Of course, I do not know what was in fact represented and agreed. However, the appellant is not barred from seeking to establish these facts. As a minimum, the appellant is entitled to inquire into whether the Department of Justice or the DEA was authorized to promise a percentage of the *1385recovery, in light of the anticipated performance, the risks involved, or other considerations. I doubt that the federal agents who deal with confidential informants are required to personally have monetary authority as contracting officers, in order to have authority to promise a percentage of the illegal proceeds recovered due to the informant’s services. The record is silent on this point, but at the oral argument government counsel conceded that some persons in the Department or DEA have authority to promise compensation in the form of a percentage of the recovery.2

The appellant is entitled to establish, or to attempt to establish, what was in fact promised. Only thereafter can the court determine the consequences of such a promise. Thus I conclude that summary judgment was inappropriately granted. I would remand for findings, through the processes of trial.
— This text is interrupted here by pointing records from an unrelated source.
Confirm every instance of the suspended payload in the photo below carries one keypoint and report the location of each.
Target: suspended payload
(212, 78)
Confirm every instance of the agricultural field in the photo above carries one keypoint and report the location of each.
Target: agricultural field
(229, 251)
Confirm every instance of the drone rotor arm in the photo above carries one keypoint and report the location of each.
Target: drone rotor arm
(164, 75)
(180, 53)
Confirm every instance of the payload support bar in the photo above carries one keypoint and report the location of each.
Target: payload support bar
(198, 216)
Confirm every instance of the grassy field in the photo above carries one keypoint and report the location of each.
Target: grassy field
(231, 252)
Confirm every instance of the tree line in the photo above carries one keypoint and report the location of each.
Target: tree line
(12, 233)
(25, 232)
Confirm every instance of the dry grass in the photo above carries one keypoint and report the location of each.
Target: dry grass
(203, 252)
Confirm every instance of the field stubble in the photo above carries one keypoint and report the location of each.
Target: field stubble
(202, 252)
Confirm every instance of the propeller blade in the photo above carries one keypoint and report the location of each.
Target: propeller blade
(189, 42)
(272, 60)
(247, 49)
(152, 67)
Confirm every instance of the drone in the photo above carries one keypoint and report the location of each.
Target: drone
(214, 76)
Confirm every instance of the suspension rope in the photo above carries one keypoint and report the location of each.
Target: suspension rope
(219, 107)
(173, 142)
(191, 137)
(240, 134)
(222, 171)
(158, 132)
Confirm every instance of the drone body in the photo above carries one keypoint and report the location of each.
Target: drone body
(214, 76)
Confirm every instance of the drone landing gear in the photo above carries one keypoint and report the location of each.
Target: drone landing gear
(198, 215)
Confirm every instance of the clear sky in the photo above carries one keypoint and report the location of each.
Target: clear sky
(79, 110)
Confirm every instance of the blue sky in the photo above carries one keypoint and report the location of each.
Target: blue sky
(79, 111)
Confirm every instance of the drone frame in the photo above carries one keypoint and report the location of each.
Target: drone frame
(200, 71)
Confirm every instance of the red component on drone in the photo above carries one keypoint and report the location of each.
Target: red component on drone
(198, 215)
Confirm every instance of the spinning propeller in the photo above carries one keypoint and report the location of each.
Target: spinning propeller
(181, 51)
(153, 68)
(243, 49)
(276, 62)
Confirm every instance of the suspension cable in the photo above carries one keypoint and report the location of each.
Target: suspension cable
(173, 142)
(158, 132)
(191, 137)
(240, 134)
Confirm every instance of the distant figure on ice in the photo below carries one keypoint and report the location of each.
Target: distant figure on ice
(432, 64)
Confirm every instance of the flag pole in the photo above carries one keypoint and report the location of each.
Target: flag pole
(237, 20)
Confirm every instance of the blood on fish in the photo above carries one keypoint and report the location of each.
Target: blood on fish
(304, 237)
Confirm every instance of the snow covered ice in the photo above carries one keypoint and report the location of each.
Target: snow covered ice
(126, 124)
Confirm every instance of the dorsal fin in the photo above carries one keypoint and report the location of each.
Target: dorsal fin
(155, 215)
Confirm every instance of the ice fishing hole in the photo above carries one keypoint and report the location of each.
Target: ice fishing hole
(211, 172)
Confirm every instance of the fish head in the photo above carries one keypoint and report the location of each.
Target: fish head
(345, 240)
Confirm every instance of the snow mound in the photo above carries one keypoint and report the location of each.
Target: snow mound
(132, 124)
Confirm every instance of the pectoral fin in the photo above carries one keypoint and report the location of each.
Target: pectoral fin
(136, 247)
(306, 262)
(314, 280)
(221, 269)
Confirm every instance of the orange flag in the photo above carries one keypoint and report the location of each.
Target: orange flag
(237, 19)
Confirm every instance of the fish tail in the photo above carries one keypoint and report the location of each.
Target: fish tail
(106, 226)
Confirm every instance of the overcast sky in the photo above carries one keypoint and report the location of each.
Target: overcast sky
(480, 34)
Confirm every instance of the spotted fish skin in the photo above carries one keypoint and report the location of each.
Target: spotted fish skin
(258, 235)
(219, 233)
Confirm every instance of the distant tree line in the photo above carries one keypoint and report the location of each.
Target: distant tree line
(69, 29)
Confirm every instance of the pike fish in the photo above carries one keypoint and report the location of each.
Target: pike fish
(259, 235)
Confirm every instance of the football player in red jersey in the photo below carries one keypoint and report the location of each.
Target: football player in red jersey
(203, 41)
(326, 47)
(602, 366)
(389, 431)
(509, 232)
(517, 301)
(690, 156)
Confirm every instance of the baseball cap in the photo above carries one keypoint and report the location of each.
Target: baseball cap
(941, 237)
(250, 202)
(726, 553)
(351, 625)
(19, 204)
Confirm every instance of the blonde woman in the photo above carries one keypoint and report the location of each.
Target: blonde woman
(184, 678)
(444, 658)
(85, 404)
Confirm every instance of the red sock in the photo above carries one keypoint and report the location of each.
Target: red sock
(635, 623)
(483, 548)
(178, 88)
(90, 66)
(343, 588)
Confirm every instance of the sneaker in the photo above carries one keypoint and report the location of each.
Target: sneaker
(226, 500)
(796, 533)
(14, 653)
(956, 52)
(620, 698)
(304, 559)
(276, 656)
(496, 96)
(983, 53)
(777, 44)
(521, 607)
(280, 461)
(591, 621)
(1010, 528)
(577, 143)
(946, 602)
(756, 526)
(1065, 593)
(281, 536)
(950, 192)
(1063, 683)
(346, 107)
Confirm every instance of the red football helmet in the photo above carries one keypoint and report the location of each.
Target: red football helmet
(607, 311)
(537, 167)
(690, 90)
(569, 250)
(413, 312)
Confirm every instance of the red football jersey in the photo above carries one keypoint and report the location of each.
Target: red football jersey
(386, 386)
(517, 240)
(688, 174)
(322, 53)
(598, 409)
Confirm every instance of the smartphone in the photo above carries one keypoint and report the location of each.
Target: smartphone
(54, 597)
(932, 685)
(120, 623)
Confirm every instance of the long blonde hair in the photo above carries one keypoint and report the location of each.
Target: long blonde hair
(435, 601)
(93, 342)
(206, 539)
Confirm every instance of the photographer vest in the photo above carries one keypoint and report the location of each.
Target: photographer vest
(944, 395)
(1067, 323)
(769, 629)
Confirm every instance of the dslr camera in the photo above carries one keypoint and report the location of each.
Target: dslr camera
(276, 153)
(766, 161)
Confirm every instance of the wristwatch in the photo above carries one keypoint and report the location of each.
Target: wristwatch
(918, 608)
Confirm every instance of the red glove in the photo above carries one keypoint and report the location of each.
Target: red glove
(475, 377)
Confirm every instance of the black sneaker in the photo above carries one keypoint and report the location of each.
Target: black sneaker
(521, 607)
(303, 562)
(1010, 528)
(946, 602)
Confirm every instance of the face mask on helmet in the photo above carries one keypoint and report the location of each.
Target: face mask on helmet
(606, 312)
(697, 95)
. The confiscation of large sums in cash, through this informant’s work, is conceded by the United States.

. This is illustrated by a document in the record, showing a monetary award to this appellant, on a form which contains the following line:

C. Recommended percentage: N/A The government's position that a percentage is an extraordinary arrangement, available only at the highest level of the Department of Justice, is not readily reconciled with this apparently routine form.